May 14 2007
The Supervisory Board of ThyssenKrupp AG today approved the €3.1 billion investment in a steel mill to be operated jointly by the Steel and Stainless segments in Mount Vernon in the US state of Alabama. The plant is scheduled to start operation in 2010. Due to its high cost efficiency, Mount Vernon is the ideal location. The joint plant will employ 2,700 people and generate at least 38,000 indirect jobs in the region over the next 20 years. Executive Board Chairman Dr. Ekkehard Schulz: “This project is a central element of the Group’s strategy for the Steel and Stainless segments, aimed at achieving profitable growth in Europe and North America. It will considerably strengthen ThyssenKrupp’s position in North America.”

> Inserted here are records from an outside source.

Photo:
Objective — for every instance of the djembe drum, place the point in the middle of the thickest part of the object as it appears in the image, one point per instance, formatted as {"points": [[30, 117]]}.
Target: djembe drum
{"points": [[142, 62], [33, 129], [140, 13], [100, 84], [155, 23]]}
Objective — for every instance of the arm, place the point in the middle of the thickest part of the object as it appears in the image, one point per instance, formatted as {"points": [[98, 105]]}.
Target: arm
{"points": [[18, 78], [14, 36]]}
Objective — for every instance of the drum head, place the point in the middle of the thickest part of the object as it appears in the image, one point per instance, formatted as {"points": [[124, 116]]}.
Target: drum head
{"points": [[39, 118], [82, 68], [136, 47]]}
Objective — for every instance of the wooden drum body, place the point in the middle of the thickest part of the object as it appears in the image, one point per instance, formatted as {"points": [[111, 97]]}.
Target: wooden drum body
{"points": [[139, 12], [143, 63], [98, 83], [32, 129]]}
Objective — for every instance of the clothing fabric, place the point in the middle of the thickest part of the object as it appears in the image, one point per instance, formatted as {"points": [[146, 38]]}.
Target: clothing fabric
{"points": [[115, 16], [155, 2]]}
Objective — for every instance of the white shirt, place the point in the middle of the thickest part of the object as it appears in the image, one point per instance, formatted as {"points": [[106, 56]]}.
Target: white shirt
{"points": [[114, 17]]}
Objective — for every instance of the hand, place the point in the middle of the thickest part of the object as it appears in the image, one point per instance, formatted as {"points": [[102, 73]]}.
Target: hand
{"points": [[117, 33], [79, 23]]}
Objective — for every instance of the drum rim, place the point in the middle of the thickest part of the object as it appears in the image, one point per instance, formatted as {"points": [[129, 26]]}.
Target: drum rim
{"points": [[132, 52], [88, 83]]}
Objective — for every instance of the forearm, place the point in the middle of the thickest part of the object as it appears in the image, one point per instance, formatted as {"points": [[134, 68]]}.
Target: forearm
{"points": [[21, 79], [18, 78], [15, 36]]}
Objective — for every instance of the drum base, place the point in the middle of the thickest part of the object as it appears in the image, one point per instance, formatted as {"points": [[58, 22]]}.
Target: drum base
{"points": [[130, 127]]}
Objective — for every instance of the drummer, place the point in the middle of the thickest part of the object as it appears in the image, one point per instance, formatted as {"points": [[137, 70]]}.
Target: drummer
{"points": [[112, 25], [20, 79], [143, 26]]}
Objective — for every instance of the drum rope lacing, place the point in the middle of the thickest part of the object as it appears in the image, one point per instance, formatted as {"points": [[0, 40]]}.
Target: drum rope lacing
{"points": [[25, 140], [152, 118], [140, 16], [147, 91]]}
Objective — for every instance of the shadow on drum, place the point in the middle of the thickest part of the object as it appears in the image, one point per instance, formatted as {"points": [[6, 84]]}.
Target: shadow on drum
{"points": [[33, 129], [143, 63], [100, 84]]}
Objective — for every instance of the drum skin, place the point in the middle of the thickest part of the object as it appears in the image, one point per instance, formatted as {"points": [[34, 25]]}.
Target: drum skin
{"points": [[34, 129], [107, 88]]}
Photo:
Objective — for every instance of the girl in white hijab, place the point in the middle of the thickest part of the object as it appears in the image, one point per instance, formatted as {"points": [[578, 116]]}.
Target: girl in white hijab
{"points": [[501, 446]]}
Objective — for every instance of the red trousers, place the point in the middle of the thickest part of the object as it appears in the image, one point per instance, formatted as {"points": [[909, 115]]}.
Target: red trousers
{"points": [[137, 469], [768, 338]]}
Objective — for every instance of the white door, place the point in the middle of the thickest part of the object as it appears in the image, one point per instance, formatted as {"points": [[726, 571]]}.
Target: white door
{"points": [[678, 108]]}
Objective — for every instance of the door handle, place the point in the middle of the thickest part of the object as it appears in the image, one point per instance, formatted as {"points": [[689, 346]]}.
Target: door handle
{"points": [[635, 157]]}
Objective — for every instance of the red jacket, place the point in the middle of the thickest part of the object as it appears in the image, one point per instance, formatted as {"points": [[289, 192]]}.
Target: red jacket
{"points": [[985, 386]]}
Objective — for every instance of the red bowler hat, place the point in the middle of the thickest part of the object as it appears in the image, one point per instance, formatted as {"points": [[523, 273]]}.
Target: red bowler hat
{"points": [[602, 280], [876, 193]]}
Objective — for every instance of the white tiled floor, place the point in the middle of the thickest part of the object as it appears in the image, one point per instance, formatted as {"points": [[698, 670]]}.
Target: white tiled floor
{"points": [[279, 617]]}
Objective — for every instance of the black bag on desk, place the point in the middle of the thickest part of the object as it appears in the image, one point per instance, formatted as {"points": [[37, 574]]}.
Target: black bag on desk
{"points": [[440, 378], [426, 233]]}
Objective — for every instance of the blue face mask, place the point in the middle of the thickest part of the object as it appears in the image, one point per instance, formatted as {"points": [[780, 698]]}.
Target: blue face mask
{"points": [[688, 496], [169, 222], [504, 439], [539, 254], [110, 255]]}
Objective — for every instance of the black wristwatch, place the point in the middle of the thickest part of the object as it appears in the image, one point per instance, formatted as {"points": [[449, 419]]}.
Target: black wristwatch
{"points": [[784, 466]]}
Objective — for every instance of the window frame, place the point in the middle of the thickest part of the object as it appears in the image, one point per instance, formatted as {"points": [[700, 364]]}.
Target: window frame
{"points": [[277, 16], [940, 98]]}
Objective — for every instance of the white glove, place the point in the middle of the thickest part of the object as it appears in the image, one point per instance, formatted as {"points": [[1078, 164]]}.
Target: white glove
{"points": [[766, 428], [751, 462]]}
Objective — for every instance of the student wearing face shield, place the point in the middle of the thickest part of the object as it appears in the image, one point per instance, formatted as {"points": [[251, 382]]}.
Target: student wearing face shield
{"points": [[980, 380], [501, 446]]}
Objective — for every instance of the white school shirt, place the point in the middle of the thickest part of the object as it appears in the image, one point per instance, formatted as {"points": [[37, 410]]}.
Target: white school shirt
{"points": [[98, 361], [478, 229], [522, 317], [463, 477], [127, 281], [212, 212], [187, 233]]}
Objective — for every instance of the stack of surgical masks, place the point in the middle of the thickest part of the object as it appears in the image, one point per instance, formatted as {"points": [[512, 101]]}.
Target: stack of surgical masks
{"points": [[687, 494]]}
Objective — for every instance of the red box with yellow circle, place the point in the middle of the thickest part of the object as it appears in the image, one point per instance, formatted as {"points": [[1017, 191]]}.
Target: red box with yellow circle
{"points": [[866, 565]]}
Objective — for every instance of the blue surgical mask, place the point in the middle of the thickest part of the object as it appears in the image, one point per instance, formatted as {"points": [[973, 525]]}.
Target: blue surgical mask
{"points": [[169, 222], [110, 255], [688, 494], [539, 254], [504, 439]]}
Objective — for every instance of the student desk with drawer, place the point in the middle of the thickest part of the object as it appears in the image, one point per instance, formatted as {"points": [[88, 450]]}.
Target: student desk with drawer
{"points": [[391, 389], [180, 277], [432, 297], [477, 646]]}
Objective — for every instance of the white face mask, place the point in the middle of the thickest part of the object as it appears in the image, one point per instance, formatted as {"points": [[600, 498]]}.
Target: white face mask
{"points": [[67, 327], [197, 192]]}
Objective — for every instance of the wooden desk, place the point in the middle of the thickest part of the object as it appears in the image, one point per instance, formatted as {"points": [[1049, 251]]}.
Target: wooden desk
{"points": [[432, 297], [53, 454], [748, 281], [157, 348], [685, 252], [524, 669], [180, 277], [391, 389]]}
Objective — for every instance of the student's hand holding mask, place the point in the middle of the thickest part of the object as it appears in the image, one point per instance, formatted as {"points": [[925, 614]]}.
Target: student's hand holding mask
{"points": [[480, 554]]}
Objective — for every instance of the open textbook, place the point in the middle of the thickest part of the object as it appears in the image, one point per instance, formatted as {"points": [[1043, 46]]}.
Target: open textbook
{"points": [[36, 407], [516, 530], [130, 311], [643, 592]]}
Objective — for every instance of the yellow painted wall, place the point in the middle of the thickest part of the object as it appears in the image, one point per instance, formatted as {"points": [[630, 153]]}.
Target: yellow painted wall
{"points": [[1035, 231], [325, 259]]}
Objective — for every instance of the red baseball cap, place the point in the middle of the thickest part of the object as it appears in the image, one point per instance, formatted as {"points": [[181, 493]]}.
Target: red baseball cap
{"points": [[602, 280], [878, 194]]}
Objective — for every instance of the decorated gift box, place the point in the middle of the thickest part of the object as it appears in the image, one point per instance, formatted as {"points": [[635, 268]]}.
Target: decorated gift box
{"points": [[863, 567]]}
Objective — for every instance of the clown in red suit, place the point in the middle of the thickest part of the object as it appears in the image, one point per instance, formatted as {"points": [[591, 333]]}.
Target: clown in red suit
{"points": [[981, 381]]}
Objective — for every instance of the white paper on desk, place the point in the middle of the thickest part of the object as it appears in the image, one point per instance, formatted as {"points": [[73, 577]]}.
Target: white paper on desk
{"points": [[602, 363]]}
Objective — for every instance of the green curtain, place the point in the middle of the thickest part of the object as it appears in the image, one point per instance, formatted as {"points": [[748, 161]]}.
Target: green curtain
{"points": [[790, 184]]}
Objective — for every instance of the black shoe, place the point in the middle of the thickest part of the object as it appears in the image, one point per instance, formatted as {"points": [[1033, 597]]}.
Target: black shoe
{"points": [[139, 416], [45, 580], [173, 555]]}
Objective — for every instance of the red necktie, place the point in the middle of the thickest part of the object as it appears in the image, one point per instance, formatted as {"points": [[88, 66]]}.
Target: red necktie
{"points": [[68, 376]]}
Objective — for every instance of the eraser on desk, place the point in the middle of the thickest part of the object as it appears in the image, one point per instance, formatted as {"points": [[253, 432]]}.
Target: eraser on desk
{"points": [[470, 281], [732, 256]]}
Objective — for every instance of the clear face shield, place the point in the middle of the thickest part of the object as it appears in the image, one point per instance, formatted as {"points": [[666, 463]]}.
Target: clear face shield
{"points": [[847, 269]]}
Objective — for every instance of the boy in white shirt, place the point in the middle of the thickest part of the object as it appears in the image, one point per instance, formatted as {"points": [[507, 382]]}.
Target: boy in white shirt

North America is one of the biggest volume markets for high-grade flat carbon steel. ThyssenKrupp Steel is strongly positioned in the market for flat carbon steel and occupies leading positions in a number of specific segments. The company offers technological advantages for demanding customers, coupled with a favorable cost structure. ThyssenKrupp Steel will leverage these advantages in North America. The region is currently the world’s biggest importer of flat steel and will continue to rely heavily on imports in the future.
Low-cost slabs will be supplied from the new steel mill in Brazil. The €3 billion facility near Rio de Janeiro is scheduled to start production in 2009 with a capacity of 5 million tons of slabs per year. At the same time ThyssenKrupp is building the most advanced plant of its kind in North America to process these slabs. Schulz: “This combination of cost and quality leadership can only be achieved with the new steel mill. At the same time, ThyssenKrupp is investing over €700 million to strengthen its German facilities and its market position in Europe.” The special feature of the steel mill is that it will be a combined plant for flat carbon steel and stainless steel.
The project in the USA is a central element of ThyssenKrupp Stainless’ growth strategy. This strategy is aimed at both securing the company’s position in its European core market and exploiting options on other interesting markets. Through direct entry to the USA, the Stainless group aims to sustainably expand its business in North America. Significant growth is forecast for the USA, Canada and Mexico. Experts predict average growth rates of over 3 percent per year in the NAFTA region up to 2012. ThyssenKrupp Stainless intends to participate in this growth of the North American market.
In recent years, ThyssenKrupp Stainless has established an outstanding position in the NAFTA region. The Stainless group is already active on the North American stainless market through its Mexican cold rolling operation ThyssenKrupp Mexinox in San Luis Potosí and through imports from its plants in Germany, Italy and China. Distribution is handled by a highly-efficient Chicago-based operation. The new plant will enable ThyssenKrupp Stainless to sustain its high share of the fast-growing Mexican market and significantly strengthen its position in the USA and Canada.
The central element of the new plant will be a jointly used hot strip mill with a capacity of up to 5.2 million metric tons per year. It will process 3 million tons of slabs from the new ThyssenKrupp CSA steel mill in Brazil and produce 4.1 million metric tons of flat carbon steel end products per year. Cold rolling and hot-dip coating capacities will also be installed for premium carbon steel end products.
In addition, ThyssenKrupp Stainless will build an electric steel plant with a capacity of up to 1 million metric tons of slabs per year which will be rolled on the hot strip mill. A cold rolling facility is also to be erected which, in the first phase, will be designed to produce 350,000 tons of cold-rolled strip and 125,000 tons of pickled hot-rolled material. A further 340,000 tons of stainless hot-rolled produced on the hot strip mill will be supplied to the ThyssenKrupp Mexinox cold rolling facility in San Luis Potosí (Mexico).
The level of investment will be €2.3 billion at ThyssenKrupp Steel and €0.8 billion at ThyssenKrupp Stainless. The original investment volume of €2.3 billion was raised to €3.1 billion because higher capacities and extended plant configurations were shown to be feasible and economic. Beyond the original model, ThyssenKrupp Steel will install additional equipment to further diversify its product portfolio. ThyssenKrupp Stainless will increase its capacity and broaden its flat stainless steel product mix. In the future the company will also be able to supply products in widths of 72 inches, giving it a unique position on the US market.